One only needs to look at GPU driven rendering and ray tracing in shaders to deduce that shader cores and memory subsystems these days have become flexible enough to do work besides lock-step uniform parallelism where the only difference was the thread ID.

Nobody strives for random access memory read patterns, but the universal popularity of buffer device address and descriptor arrays can be taken somewhat as proof that these indirections are no longer the friction for GPU architectures that they were ten years ago.

At the same time, the languages are no longer as restrictive as they once were. People are recording commands on the GPU. This kind of fiddly serial work is an indication that the ergonomics of CPU programming have less of a relative advantage, and that cuts deeply into the tradeoff costs.

[−] pandaforce 57d ago
Yeah, Vulkan is shedding most of the abstractions off. Buffers are no longer needed - just device addresses. Shaders don't need to be baked into a pipeline - you can use shader objects. Even images rarely provide any speedup advantages over buffers, since texel cache is no longer separate from memory cache.

GPUs these days have massive cache often hundreds of megabytes large, on top of an already absurd amount of registers. A random read will often load a full cacheline into a register and keep it there, reusing it as needed between invocations.

[−] mort96 57d ago
These GPUs are still big SIMD devices at their core though, no?
[−] positron26 57d ago
SIMT is distinct model. Ergonomics are wildly different. Instead of contracting a long iteration by packing its steps together to make them "wider", you rotate the iteration across cores.

The critical difference is that SIMD and parallel programming are totally different in terms of ergonomics while SIMT is almost exactly the same as parallel programming.
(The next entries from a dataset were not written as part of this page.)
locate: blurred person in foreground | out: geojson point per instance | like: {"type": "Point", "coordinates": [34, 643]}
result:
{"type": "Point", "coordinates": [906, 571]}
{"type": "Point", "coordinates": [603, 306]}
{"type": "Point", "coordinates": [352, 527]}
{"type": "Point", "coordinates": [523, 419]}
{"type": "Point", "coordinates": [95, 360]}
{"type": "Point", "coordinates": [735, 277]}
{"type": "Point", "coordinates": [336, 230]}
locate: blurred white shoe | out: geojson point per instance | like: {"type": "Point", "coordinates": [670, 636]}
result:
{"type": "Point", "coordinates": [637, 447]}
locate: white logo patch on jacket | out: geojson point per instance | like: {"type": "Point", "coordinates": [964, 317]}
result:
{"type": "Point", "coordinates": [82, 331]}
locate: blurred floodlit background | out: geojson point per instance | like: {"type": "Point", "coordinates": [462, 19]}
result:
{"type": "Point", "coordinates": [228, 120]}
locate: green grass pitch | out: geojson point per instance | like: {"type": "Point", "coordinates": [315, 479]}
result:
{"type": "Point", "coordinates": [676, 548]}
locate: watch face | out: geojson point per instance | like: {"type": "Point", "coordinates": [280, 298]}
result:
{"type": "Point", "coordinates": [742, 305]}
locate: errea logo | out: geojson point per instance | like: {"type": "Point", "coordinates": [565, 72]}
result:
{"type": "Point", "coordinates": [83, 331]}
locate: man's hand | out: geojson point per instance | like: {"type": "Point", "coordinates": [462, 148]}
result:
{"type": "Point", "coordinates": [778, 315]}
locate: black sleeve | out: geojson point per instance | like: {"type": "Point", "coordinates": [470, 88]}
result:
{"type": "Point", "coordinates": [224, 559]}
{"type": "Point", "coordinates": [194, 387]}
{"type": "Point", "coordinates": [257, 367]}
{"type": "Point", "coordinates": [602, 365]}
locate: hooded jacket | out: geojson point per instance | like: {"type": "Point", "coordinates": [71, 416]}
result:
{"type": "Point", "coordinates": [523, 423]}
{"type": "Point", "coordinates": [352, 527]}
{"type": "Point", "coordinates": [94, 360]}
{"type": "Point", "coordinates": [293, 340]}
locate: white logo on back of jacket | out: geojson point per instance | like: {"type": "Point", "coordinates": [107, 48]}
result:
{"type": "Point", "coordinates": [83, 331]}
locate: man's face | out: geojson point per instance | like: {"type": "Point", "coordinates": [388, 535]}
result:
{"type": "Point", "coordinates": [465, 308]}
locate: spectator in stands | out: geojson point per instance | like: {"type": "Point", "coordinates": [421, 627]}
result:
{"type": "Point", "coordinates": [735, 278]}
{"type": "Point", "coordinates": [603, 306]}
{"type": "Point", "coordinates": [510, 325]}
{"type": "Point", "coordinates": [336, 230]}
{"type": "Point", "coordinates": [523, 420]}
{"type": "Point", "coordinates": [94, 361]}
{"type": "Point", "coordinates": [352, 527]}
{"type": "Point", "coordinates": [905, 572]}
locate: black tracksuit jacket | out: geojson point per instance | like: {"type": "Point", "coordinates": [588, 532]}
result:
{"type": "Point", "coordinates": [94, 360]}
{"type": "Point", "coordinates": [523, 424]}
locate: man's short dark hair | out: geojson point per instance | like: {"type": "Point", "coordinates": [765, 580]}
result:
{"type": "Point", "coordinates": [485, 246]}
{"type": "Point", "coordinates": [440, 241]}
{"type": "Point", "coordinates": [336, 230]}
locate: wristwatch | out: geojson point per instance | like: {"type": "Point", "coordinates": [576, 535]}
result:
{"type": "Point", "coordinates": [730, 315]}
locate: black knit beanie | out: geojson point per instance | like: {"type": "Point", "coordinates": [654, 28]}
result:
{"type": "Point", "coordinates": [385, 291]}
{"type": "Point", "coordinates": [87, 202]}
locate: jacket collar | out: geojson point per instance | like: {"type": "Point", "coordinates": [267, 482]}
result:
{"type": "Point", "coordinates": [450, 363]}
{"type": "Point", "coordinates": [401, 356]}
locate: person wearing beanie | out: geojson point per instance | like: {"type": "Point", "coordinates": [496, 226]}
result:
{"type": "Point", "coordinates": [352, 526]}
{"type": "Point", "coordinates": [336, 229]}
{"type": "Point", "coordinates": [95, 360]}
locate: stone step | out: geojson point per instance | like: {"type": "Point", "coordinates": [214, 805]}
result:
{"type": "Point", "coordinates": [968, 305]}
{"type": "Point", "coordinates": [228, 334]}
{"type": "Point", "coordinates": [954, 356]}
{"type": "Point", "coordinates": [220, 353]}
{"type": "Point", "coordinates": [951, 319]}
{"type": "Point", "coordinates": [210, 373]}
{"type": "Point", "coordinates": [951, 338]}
You have to design for SIMD and parallelism separately while SIMT and parallelism are essentially the same skill set.

The fan-in / fan-out and iteration rotation are the key skills for SIMT.

[−] jokoon 57d ago
I once asked on #ffmpeg@libera if the GPU could be used to encode h264, and apparently yes, but it's not really worth it compared to CPU.
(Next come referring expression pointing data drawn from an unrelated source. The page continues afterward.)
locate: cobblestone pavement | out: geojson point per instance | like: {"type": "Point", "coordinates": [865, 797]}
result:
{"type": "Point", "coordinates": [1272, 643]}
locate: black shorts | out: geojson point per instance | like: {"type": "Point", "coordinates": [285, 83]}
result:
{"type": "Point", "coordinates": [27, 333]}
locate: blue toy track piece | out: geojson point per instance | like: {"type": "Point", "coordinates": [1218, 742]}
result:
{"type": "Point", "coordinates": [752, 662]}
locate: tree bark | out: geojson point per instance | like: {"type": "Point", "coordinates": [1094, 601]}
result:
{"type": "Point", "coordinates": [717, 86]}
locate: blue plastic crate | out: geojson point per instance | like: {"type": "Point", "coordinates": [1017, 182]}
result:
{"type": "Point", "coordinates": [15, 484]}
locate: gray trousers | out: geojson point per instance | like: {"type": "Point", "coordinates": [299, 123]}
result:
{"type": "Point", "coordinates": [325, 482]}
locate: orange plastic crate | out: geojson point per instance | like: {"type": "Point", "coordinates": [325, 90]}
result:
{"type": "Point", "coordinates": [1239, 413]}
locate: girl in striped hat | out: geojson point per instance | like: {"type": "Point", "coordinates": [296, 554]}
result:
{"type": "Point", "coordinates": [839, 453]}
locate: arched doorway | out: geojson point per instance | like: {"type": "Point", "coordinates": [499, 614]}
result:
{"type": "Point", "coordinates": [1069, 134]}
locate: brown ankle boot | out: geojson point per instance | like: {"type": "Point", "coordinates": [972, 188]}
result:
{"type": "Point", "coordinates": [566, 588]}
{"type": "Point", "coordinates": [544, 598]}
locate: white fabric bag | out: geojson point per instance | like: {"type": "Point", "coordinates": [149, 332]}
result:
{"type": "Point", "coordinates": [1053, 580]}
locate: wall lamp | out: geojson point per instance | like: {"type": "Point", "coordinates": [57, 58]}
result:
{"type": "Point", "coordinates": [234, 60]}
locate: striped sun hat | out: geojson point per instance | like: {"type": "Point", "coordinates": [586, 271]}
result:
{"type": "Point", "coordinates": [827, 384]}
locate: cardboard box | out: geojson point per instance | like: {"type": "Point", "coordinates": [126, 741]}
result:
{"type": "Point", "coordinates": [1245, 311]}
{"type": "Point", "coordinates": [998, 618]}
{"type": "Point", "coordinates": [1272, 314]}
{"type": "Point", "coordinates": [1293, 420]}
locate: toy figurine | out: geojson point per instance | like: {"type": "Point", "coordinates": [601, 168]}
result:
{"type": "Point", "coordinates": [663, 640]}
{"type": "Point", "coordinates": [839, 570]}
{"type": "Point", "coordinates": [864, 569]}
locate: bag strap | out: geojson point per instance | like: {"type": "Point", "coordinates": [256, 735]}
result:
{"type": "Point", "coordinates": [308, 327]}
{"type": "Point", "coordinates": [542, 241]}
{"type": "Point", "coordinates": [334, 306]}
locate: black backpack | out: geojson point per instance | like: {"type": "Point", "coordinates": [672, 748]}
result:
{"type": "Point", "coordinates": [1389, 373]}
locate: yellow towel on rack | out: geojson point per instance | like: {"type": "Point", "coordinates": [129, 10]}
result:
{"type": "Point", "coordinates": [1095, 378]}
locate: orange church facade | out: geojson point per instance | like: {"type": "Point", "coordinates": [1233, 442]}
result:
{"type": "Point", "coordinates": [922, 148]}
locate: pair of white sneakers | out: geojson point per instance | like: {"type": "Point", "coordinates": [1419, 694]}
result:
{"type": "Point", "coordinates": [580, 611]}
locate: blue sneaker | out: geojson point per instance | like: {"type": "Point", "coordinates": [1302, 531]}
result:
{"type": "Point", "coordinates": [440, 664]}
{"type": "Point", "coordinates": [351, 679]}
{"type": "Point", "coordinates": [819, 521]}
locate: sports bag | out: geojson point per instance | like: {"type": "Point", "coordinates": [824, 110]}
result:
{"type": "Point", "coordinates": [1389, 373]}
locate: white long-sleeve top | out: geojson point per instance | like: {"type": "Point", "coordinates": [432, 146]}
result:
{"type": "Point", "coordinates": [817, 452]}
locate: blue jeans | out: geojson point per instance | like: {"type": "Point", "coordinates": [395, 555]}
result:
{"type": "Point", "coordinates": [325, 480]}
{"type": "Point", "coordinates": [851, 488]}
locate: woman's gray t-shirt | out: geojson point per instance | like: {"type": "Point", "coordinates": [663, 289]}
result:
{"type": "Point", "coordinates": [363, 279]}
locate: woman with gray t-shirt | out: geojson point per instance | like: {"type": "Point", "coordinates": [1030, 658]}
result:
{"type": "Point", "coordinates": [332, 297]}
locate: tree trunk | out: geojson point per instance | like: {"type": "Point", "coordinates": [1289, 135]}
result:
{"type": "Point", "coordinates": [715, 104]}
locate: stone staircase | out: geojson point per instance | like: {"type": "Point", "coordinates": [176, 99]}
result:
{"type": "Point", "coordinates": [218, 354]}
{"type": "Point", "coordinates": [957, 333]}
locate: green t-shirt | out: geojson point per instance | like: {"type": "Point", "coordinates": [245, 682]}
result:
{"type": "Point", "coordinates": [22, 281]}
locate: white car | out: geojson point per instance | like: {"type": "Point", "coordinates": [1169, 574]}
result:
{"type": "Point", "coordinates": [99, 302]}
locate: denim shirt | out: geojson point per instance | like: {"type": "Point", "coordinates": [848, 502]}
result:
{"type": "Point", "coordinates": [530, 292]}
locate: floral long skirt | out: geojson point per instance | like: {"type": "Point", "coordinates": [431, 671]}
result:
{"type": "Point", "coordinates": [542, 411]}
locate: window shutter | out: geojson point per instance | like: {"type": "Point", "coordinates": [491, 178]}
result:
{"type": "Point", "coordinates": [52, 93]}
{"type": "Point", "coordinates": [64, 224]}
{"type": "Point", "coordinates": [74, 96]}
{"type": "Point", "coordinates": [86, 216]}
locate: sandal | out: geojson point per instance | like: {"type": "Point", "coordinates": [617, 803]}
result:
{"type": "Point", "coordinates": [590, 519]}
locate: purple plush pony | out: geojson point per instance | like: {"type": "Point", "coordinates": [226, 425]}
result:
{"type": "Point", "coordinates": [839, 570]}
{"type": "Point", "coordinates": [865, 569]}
I don't know much about video compression, does that mean that a codec like h264 is not parallelizable?

[−] returnorthrow 57d ago
I was just reading about this topic last night on Maister’s Graphics Adventures: https://themaister.net/blog/2025/06. They created PyroWave, a GPU-accelerated DWT codec in Vulkan compute shaders for performing very low latency game streaming. Very fascinating read, and builds on similar work from their master’s thesis too.
[−] hirako2000 57d ago
Vulkan Compute shaders make GPU acceleration practical for intensive codecs like FFv1, ProRes RAW, and DPX. Previous hybrid GPU + CPU suffered the round-trip latency. These are fully GPU hands offs. A big deal for editing workflows.
[−] kvbev 57d ago
could this have an AV1 decoder for low power hardware that are without AV1 gpu accelerated decoding? for my N4020 laptop.
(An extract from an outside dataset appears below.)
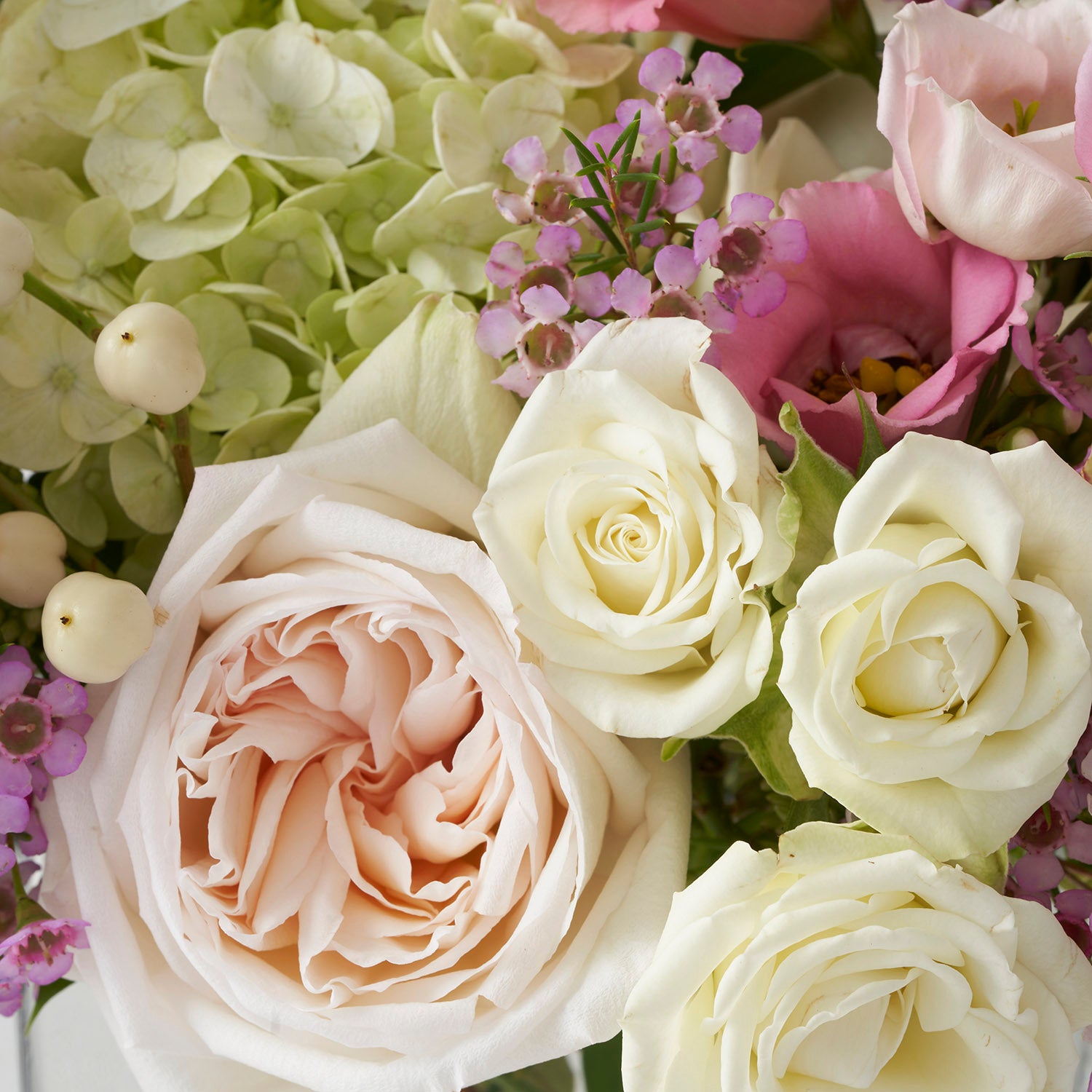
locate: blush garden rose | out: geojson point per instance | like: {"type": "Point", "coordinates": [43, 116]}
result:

maybe a raspberry pi 4 too.

[−] reactordev 57d ago
This makes vision models go “Oooooo”. /s

Honestly, everything now is just math. It’s all about how much you can do at once. Vulkan being Vulkan, that ceiling is your hardware. Go ham.

[−] fhn 57d ago
This article assumes all GPUs are on a PCIe bus but some are part of the CPU so the distance problem is minimal and offloading to GPU might still be net +. Might because I haven't tested this
[−] doctorpangloss 57d ago
What is the use case? Okay, ultra low latency streaming. That is good. But. If you are sending the frames via some protocol over the network, like WebRTC, it will be touching the CPU anyway. Software encoding of 4K h264 is real time on a single thread on 65w, decade old CPUs, with low latency. The CPU encoders are much better quality and more flexible. So it's very difficult to justify the level of complexity needed for hardware video encoding. Absolutely no need for it for TV streaming for example. But people keep being obsessed with it who have no need for it.

IMO vendors should stop reinventing hardware video encoding and instead assign the programmer time to making libwebrtc and libvpx better suit their particular use case.